Was heißt „Ich wurde ein paarmal entlassen“?

Felix Magath ist nun Manager des Fulham FC. Fulham ist aktuell Schlusslicht der englischen Premier League, mit 4 Punkten Rückstand auf den rettenden 17. Platz. Fulham hat in 26 Spielen 58 Gegentore kassiert. Noch sind 12 Spiele zu spielen.

Herr Magath wird in England nur mit Felix angesprochen, so ist das üblich. Gestern überstand er seine erste Pressekonferenz. Seine Schwierigkeiten mit der Sprache erlauben einige Schmunzler, aber das ist nicht der Grund, weshalb ich diesen Beitrag veröffentliche. Ich selbst durfte für meine Firma mal einige Wochen in London arbeiten, ich kenne die Hemmungen und weiß um die Fortschritte nach kurzer Zeit.

Es geht mir eher um die Situation: Einer der hier – bei aller Kritik – alles erreicht hat, muss sich nun Anderen neu darstellen. Sein größter Erfolg war die Meisterschaft mit Wolfsburg, nun soll er erklären weshalb er auch einen schlechten Club vor dem Abstieg retten kann.
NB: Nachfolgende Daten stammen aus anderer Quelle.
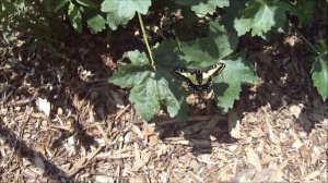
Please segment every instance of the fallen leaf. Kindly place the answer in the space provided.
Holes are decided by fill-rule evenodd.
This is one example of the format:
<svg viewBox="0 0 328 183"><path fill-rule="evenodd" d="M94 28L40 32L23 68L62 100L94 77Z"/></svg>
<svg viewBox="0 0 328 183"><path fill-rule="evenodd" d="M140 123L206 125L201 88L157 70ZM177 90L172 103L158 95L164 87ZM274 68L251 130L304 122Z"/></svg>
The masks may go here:
<svg viewBox="0 0 328 183"><path fill-rule="evenodd" d="M257 171L261 171L261 161L253 148L248 148L246 151L247 161L253 164Z"/></svg>
<svg viewBox="0 0 328 183"><path fill-rule="evenodd" d="M114 179L112 176L105 174L94 175L95 183L114 183Z"/></svg>
<svg viewBox="0 0 328 183"><path fill-rule="evenodd" d="M257 172L251 182L268 182L270 176L274 173L274 170L271 168L265 168L262 171Z"/></svg>
<svg viewBox="0 0 328 183"><path fill-rule="evenodd" d="M33 161L34 161L35 167L37 168L37 173L39 175L44 174L46 166L45 166L44 161L42 160L42 158L38 155L35 155L33 157Z"/></svg>
<svg viewBox="0 0 328 183"><path fill-rule="evenodd" d="M120 109L124 109L125 108L125 102L124 102L121 96L119 94L117 94L116 91L114 91L114 90L110 90L110 94L114 98L116 107L120 108Z"/></svg>
<svg viewBox="0 0 328 183"><path fill-rule="evenodd" d="M255 173L256 170L254 168L245 169L236 175L234 182L251 182L251 179Z"/></svg>
<svg viewBox="0 0 328 183"><path fill-rule="evenodd" d="M241 121L236 111L231 110L229 112L227 124L229 124L230 135L234 138L242 138Z"/></svg>
<svg viewBox="0 0 328 183"><path fill-rule="evenodd" d="M305 178L304 178L304 181L305 181L305 182L308 182L308 181L311 181L311 180L317 178L318 175L320 175L320 171L319 171L319 170L316 170L316 171L309 173L307 176L305 176Z"/></svg>
<svg viewBox="0 0 328 183"><path fill-rule="evenodd" d="M51 105L47 99L37 98L35 101L37 109L44 112L46 115L50 115Z"/></svg>

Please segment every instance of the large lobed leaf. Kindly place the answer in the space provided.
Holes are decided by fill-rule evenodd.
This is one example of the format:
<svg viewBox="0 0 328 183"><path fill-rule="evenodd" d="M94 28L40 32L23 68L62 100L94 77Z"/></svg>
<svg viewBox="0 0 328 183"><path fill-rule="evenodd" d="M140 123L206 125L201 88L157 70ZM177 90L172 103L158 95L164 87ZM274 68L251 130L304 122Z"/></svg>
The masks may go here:
<svg viewBox="0 0 328 183"><path fill-rule="evenodd" d="M107 13L107 24L112 29L126 25L139 12L145 14L151 0L104 0L102 12Z"/></svg>
<svg viewBox="0 0 328 183"><path fill-rule="evenodd" d="M180 58L190 66L209 66L232 53L236 42L236 35L229 35L222 25L211 22L209 36L180 44L183 52Z"/></svg>
<svg viewBox="0 0 328 183"><path fill-rule="evenodd" d="M169 86L169 73L161 72L161 66L154 70L149 65L147 56L139 51L130 51L127 57L131 64L120 66L109 82L121 87L131 87L129 100L144 120L154 117L161 102L167 107L171 117L176 117L181 111L184 100L181 93L176 93Z"/></svg>
<svg viewBox="0 0 328 183"><path fill-rule="evenodd" d="M239 98L243 83L253 83L257 80L249 63L244 58L224 60L225 69L222 74L214 77L214 90L218 91L218 107L227 112L234 101Z"/></svg>
<svg viewBox="0 0 328 183"><path fill-rule="evenodd" d="M234 20L234 27L238 36L250 32L251 36L266 38L265 34L273 27L284 29L285 12L289 9L290 5L284 2L250 0L246 3L243 16Z"/></svg>
<svg viewBox="0 0 328 183"><path fill-rule="evenodd" d="M229 0L172 0L177 4L190 5L191 10L200 15L213 14L216 8L229 7Z"/></svg>

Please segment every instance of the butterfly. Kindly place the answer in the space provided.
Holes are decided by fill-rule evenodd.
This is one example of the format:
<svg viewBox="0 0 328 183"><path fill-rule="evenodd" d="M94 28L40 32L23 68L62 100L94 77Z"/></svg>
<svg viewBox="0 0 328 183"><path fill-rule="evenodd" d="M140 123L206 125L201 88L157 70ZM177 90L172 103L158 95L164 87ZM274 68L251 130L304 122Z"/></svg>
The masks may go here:
<svg viewBox="0 0 328 183"><path fill-rule="evenodd" d="M213 83L213 76L219 75L224 68L224 63L216 63L206 70L176 69L173 73L186 82L194 91L207 91Z"/></svg>

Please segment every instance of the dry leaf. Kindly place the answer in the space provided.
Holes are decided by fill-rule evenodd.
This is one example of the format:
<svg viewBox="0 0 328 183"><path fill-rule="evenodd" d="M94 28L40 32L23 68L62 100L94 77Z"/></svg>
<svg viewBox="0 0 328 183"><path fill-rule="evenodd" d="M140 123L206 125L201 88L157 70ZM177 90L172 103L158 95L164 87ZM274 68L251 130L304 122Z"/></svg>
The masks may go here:
<svg viewBox="0 0 328 183"><path fill-rule="evenodd" d="M157 145L157 144L159 144L159 137L157 137L157 135L152 135L152 136L150 136L150 137L149 137L149 144L150 144L151 146Z"/></svg>
<svg viewBox="0 0 328 183"><path fill-rule="evenodd" d="M271 168L265 168L262 171L257 172L251 182L268 182L270 176L274 173Z"/></svg>
<svg viewBox="0 0 328 183"><path fill-rule="evenodd" d="M253 148L248 148L246 151L247 161L253 164L257 171L261 171L261 161Z"/></svg>
<svg viewBox="0 0 328 183"><path fill-rule="evenodd" d="M114 183L114 179L112 176L105 174L94 175L95 183Z"/></svg>
<svg viewBox="0 0 328 183"><path fill-rule="evenodd" d="M236 175L234 182L251 182L251 179L255 173L256 170L254 168L245 169Z"/></svg>
<svg viewBox="0 0 328 183"><path fill-rule="evenodd" d="M234 138L241 138L241 121L235 110L231 110L227 117L230 134Z"/></svg>
<svg viewBox="0 0 328 183"><path fill-rule="evenodd" d="M320 175L320 171L319 171L319 170L316 170L316 171L309 173L307 176L305 176L305 178L304 178L304 181L305 181L305 182L308 182L308 181L311 181L311 180L317 178L318 175Z"/></svg>
<svg viewBox="0 0 328 183"><path fill-rule="evenodd" d="M117 94L114 90L110 90L110 94L114 98L115 105L117 108L124 109L125 108L125 102L124 99L121 98L121 96L119 94Z"/></svg>
<svg viewBox="0 0 328 183"><path fill-rule="evenodd" d="M51 105L47 99L37 98L35 103L39 111L44 112L47 117L50 115Z"/></svg>
<svg viewBox="0 0 328 183"><path fill-rule="evenodd" d="M36 167L37 173L39 175L44 174L46 166L45 166L44 161L42 160L42 158L38 155L35 155L33 157L33 161L34 161L34 164Z"/></svg>

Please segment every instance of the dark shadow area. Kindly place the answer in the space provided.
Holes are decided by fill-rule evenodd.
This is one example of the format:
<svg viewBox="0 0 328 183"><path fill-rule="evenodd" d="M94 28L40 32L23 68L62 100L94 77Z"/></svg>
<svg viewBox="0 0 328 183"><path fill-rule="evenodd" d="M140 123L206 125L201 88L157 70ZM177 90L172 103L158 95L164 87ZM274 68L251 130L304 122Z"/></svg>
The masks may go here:
<svg viewBox="0 0 328 183"><path fill-rule="evenodd" d="M2 120L0 123L0 133L1 136L4 137L5 139L5 144L8 144L11 148L15 149L15 155L13 156L25 157L32 163L35 162L34 157L38 156L45 163L46 169L45 169L44 176L47 176L56 182L74 182L72 178L68 176L66 172L63 172L59 167L57 167L55 163L49 161L44 155L38 154L33 148L30 148L25 144L25 142L21 141L9 129L3 127Z"/></svg>

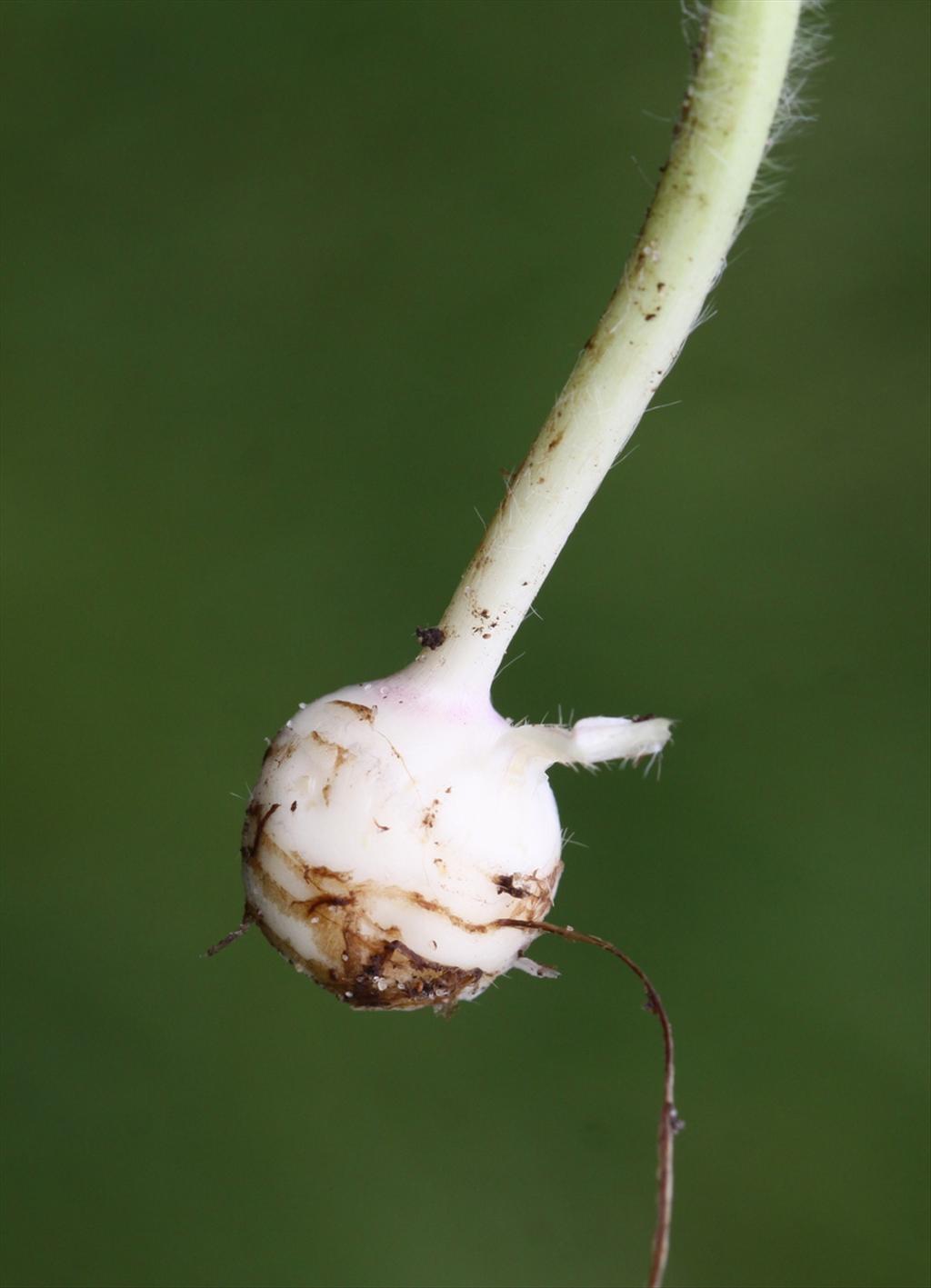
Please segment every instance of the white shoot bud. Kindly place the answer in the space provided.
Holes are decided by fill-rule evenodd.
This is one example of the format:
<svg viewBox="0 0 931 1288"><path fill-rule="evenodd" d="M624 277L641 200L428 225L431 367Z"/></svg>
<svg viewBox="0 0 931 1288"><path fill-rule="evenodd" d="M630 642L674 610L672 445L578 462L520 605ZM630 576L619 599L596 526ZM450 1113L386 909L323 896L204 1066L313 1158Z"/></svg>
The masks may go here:
<svg viewBox="0 0 931 1288"><path fill-rule="evenodd" d="M377 701L373 701L376 696ZM361 1009L442 1009L514 966L563 869L546 770L655 755L667 720L511 725L411 666L297 712L270 743L242 838L247 916Z"/></svg>

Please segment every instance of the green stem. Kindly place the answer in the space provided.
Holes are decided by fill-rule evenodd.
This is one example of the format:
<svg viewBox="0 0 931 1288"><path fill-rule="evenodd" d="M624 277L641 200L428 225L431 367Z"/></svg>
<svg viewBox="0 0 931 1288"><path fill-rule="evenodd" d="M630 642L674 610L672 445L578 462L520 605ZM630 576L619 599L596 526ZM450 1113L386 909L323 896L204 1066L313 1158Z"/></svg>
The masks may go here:
<svg viewBox="0 0 931 1288"><path fill-rule="evenodd" d="M715 0L621 283L446 611L422 679L488 692L569 533L676 361L766 153L801 0Z"/></svg>

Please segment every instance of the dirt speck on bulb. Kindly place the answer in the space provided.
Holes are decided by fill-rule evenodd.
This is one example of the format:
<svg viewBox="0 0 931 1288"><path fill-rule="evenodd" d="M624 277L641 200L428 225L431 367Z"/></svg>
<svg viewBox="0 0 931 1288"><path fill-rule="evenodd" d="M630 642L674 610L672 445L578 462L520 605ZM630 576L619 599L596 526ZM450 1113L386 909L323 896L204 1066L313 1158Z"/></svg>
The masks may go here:
<svg viewBox="0 0 931 1288"><path fill-rule="evenodd" d="M242 835L247 916L363 1010L447 1010L510 970L561 872L546 762L485 699L409 672L299 710ZM373 701L373 694L377 696Z"/></svg>

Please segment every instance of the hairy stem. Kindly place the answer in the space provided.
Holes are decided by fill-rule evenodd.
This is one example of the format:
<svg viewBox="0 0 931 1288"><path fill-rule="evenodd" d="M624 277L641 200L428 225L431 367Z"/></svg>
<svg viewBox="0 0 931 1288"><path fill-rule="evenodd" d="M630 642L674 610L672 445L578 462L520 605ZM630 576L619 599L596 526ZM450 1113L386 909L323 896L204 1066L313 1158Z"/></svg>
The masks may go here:
<svg viewBox="0 0 931 1288"><path fill-rule="evenodd" d="M574 944L592 944L595 948L603 948L604 952L618 957L644 985L644 992L646 993L644 1006L659 1020L663 1030L663 1105L659 1112L659 1131L657 1133L657 1222L653 1230L650 1271L646 1288L661 1288L666 1274L666 1262L670 1256L670 1234L672 1230L672 1151L676 1132L685 1126L676 1113L676 1048L672 1041L672 1024L666 1014L666 1007L646 972L627 953L621 952L619 948L607 939L601 939L599 935L585 935L572 926L556 926L551 921L505 920L501 921L501 925L540 930L547 935L559 935L560 939L569 939Z"/></svg>
<svg viewBox="0 0 931 1288"><path fill-rule="evenodd" d="M511 636L676 361L765 156L801 0L713 0L623 277L446 611L424 672L487 692ZM425 675L426 677L426 675Z"/></svg>

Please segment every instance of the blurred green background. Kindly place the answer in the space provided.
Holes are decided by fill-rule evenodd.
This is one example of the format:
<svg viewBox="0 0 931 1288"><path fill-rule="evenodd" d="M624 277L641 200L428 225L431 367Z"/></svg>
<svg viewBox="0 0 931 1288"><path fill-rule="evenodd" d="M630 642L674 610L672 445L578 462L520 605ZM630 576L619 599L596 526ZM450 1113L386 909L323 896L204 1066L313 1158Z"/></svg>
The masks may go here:
<svg viewBox="0 0 931 1288"><path fill-rule="evenodd" d="M637 450L496 688L677 716L554 774L560 920L680 1048L670 1283L926 1284L926 46L843 0ZM658 1030L609 958L358 1015L240 914L295 708L435 621L632 243L649 3L10 3L10 1285L643 1280Z"/></svg>

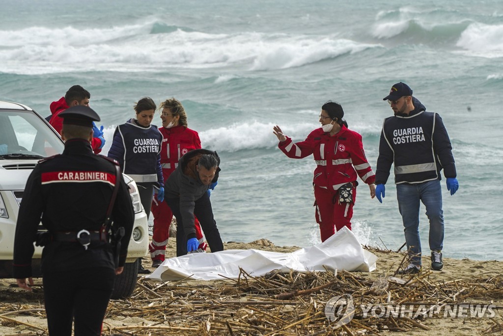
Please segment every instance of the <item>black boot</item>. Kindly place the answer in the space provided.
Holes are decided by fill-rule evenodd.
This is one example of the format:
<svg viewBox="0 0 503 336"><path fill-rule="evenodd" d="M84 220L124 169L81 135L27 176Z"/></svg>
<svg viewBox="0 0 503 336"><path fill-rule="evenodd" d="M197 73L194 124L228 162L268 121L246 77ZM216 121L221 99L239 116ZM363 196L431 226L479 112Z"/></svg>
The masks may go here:
<svg viewBox="0 0 503 336"><path fill-rule="evenodd" d="M145 270L143 268L143 265L141 264L141 258L138 259L138 274L150 274L150 271L149 270Z"/></svg>

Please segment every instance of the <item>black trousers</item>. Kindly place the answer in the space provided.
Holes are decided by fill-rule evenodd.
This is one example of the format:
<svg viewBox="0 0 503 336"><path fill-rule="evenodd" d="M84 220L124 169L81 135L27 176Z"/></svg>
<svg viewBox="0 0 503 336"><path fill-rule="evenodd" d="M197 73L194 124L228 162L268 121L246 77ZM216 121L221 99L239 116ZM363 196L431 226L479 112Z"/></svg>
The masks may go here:
<svg viewBox="0 0 503 336"><path fill-rule="evenodd" d="M180 212L180 199L165 198L171 209L173 215L177 219L177 256L187 254L187 238L184 230L183 221ZM223 243L217 228L217 223L213 218L213 211L211 209L211 202L208 194L204 194L196 200L194 214L199 220L201 228L206 238L212 252L223 251Z"/></svg>
<svg viewBox="0 0 503 336"><path fill-rule="evenodd" d="M145 209L145 213L147 214L147 218L150 217L150 208L152 207L152 199L154 198L154 187L153 185L145 185L139 183L138 186L138 193L140 194L140 199L141 205Z"/></svg>
<svg viewBox="0 0 503 336"><path fill-rule="evenodd" d="M112 295L115 272L105 267L44 274L44 300L49 334L99 336Z"/></svg>

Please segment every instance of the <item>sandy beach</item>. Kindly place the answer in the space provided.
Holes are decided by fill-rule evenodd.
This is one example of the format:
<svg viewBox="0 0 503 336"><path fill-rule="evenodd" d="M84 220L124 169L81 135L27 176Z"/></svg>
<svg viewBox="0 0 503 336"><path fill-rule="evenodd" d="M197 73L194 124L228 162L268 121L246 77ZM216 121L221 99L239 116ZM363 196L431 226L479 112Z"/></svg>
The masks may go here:
<svg viewBox="0 0 503 336"><path fill-rule="evenodd" d="M174 240L170 239L167 256L174 256L175 243ZM276 246L265 239L250 243L228 242L225 244L225 248L285 253L299 248ZM258 291L250 289L260 287L257 284L264 287L268 284L278 284L282 279L286 282L288 275L278 275L274 279L245 277L244 282L240 280L239 282L161 283L147 281L144 277L139 277L138 285L131 298L111 301L104 323L103 334L293 335L303 334L306 330L314 334L382 334L389 333L391 330L399 334L428 336L503 333L503 319L499 312L503 308L501 279L503 261L445 257L442 271L433 272L424 267L418 277L411 279L404 277L402 282L405 284L390 285L385 290L379 291L371 284L377 284L378 279L383 276L393 276L404 254L366 248L379 258L376 271L347 274L340 271L337 276L311 275L309 276L314 277L319 282L313 286L314 291L302 294L301 291L297 293L298 295L289 299L289 302L278 299L280 297L278 293L284 295L292 292L288 282L285 283L284 288L277 286L274 291L263 288ZM428 257L425 257L424 262L427 266L429 265ZM149 267L150 263L148 259L143 259L145 268ZM307 279L308 277L304 278ZM323 287L324 281L326 283L325 288L317 290ZM350 286L355 283L358 285ZM13 280L3 279L0 282L0 334L47 334L41 284L41 279L35 279L35 284L38 286L29 293L17 288ZM245 288L244 284L248 287ZM336 287L339 292L337 292ZM324 313L325 300L333 296L334 293L344 293L345 290L352 293L353 297L358 297L355 304L360 300L362 302L374 300L381 303L380 299L396 303L405 300L407 302L413 301L417 305L421 302L430 304L436 300L441 302L444 300L444 303L449 304L492 304L494 314L493 316L472 317L468 308L467 316L444 317L442 310L431 317L408 319L412 321L406 317L392 319L397 326L394 328L391 324L391 327L383 326L386 324L384 318L362 318L360 316L361 311L357 308L354 321L344 327L333 328ZM264 293L271 294L264 295ZM445 298L438 297L436 293L444 293ZM260 304L258 301L261 301ZM302 308L304 307L308 308ZM357 327L359 324L365 327Z"/></svg>

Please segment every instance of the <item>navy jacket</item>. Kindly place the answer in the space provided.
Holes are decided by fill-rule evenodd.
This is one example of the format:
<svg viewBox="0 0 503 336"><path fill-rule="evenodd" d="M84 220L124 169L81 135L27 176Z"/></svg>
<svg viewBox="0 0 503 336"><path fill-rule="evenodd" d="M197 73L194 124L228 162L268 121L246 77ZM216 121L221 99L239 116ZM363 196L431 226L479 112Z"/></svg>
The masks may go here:
<svg viewBox="0 0 503 336"><path fill-rule="evenodd" d="M157 127L138 125L134 119L119 125L114 133L114 140L108 157L116 160L122 172L137 184L164 186L160 165L162 135Z"/></svg>
<svg viewBox="0 0 503 336"><path fill-rule="evenodd" d="M452 147L442 118L427 112L424 105L413 97L415 109L408 115L393 115L384 119L376 170L376 184L385 184L394 164L396 184L420 183L456 177Z"/></svg>

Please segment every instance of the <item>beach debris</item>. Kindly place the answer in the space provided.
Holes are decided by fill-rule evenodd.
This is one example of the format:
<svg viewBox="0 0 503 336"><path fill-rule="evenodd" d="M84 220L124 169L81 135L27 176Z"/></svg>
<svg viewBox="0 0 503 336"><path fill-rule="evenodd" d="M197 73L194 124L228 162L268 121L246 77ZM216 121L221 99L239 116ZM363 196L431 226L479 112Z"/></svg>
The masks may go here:
<svg viewBox="0 0 503 336"><path fill-rule="evenodd" d="M398 268L408 262L402 259L403 264ZM496 310L503 308L503 278L499 276L486 278L467 276L435 281L432 271L426 267L418 274L401 278L395 276L396 269L396 264L390 265L377 279L373 274L344 270L338 270L336 274L274 271L254 277L241 269L238 279L212 281L186 279L159 283L139 277L139 286L130 298L110 301L102 334L406 333L412 329L432 329L431 319L442 318L439 310L449 305L469 305L476 300L496 302ZM0 305L0 324L22 325L25 332L47 335L45 327L27 325L21 318L26 315L44 318L43 300L39 300L38 305L20 303L3 291L13 290L0 290L0 299L4 299ZM40 299L41 290L37 292L35 294ZM6 297L12 298L5 300ZM347 298L352 300L352 308L346 312L351 318L338 325L342 319L332 319L327 315L327 311L333 311L329 303L334 302L334 298L339 302ZM376 308L370 309L371 305ZM399 305L411 312L396 316L384 314L391 307ZM365 309L375 314L366 317ZM383 316L375 316L381 313ZM503 331L500 315L496 314L487 320L486 325L490 326L484 331L485 334Z"/></svg>

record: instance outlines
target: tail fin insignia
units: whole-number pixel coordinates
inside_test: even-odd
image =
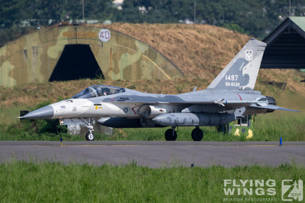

Er, der sich gegenüber der deutschen Presse cool und unnahbar gab, kann sich das in einem neuen Land nicht leisten, weil er, der Herrscher, dort noch nichts beherrscht: Weder das Sportliche, noch die Kommunikation.

Soviel, wie bei dieser Pressekonferenz, hat Felix in den letzten Jahren nie gesprochen.
Lange nicht mehr hat er so selten an seinem Tee genippt, wie dieses Mal.




3 Kommentare zu “Was heißt „Ich wurde ein paarmal entlassen“?”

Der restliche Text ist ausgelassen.